2008-06-24 14:17:37

by Louis Rilling

[permalink] [raw]
Subject: configfs: Q: item leak in a failing configfs_attach_group()?

Hi,

I'd like an opinion on the following scenario:

process 1: process 2:
configfs_mkdir("A")
attach_group("A")
attach_item("A")
d_instantiate("A")
populate_groups("A")
mutex_lock("A")
attach_group("A/B")
attach_item("A")
d_instantiate("A/B")
mkdir("A/B/C")
do_path_lookup("A/B/C", LOOKUP_PARENT)
ok
lookup_create("A/B/C")
mutex_lock("A/B")
ok
configfs_mkdir("A/B/C")
ok
attach_group("A/C")
attach_item("A/C")
d_instantiate("A/C")
populate_groups("A/C")
mutex_lock("A/C")
attach_group("A/C/D")
attach_item("A/C/D")
failure
mutex_unlock("A/C")
detach_groups("A/C")
nothing to do
mkdir("A/C/E")
do_path_lookup("A/C/E", LOOKUP_PARENT)
ok
lookup_create("A/C/E")
mutex_lock("A/C")
ok
configfs_mkdir("A/C/E")
ok
detach_item("A/C")
d_delete("A/C")
mutex_unlock("A")
detach_groups("A")
mutex_lock("A/B")
detach_group("A/B")
detach_groups("A/B")
nothing since no _default_ group
detach_item("A/B")
mutex_unlock("A/B")
d_delete("A/B")
detach_item("A")
d_delete("A")

Two bugs (if the scenario is possible):

1/ "A/B/C" and "A/C/E" are created, but never removed while their parent are
removed in the end.

2/ "A" and "A/C" inodes are not locked while detach_item() is called on them,
which may probably confuse VFS.

Is there something that prevents such scenario? I'd say that once dentries
are instantiated, the dcache does not need to lock their inode to traverse them,
so the scenario is possible.

Where am I wrong?

If I'm right, two kinds of solutions for issue 1:
i/ tag new directories with CONFIGFS_USET_NEW before calling d_instantiate, and
validate the whole group+default groups hierarchy in a second pass by clearing
CONFIGFS_USET_NEW

ii/ do not call d_instantiate() immediately in configfs_create() if called from
configfs_create_dir(), and d_instantitate() the group+default groups hierarchy
in a second pass. Problem: is it correct to add children to a dentry which is
not yet instantiated?

For issue 2/, locking the inode before calling detach_item() (as is done from
configfs_rmdir()), plus a solution for 1/ should be sufficient.

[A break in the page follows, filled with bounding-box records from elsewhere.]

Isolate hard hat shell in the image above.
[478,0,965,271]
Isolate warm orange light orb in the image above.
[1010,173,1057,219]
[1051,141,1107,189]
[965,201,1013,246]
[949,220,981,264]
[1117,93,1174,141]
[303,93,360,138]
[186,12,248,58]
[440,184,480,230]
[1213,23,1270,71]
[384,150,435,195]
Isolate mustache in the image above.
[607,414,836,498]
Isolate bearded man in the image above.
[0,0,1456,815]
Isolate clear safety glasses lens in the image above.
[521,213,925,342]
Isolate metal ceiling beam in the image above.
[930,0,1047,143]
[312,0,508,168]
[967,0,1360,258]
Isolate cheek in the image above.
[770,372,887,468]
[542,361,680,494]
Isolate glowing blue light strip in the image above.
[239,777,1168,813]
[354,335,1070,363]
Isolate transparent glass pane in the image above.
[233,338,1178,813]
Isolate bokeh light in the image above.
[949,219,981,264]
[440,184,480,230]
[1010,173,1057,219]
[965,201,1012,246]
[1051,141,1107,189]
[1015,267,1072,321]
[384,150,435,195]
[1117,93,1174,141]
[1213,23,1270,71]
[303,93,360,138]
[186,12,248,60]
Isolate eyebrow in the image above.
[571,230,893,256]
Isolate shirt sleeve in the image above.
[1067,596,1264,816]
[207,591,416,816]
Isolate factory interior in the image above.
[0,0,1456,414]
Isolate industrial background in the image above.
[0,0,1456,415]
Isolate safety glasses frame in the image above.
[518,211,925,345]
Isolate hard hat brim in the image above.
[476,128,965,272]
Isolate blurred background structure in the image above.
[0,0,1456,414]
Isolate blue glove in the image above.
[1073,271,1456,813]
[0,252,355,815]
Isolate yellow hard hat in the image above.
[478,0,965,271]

Thanks for your explanations.

Louis

--
Dr Louis Rilling Kerlabs
Skype: louis.rilling Batiment Germanium
Phone: (+33|0) 6 80 89 08 23 80 avenue des Buttes de Coesmes
http://www.kerlabs.com/ 35700 Rennes


Attachments:
(No filename) (2.58 kB)
signature.asc (189.00 B)
Digital signature
Download all attachments

2008-06-24 17:11:34

by Joel Becker

[permalink] [raw]
Subject: Re: configfs: Q: item leak in a failing configfs_attach_group()?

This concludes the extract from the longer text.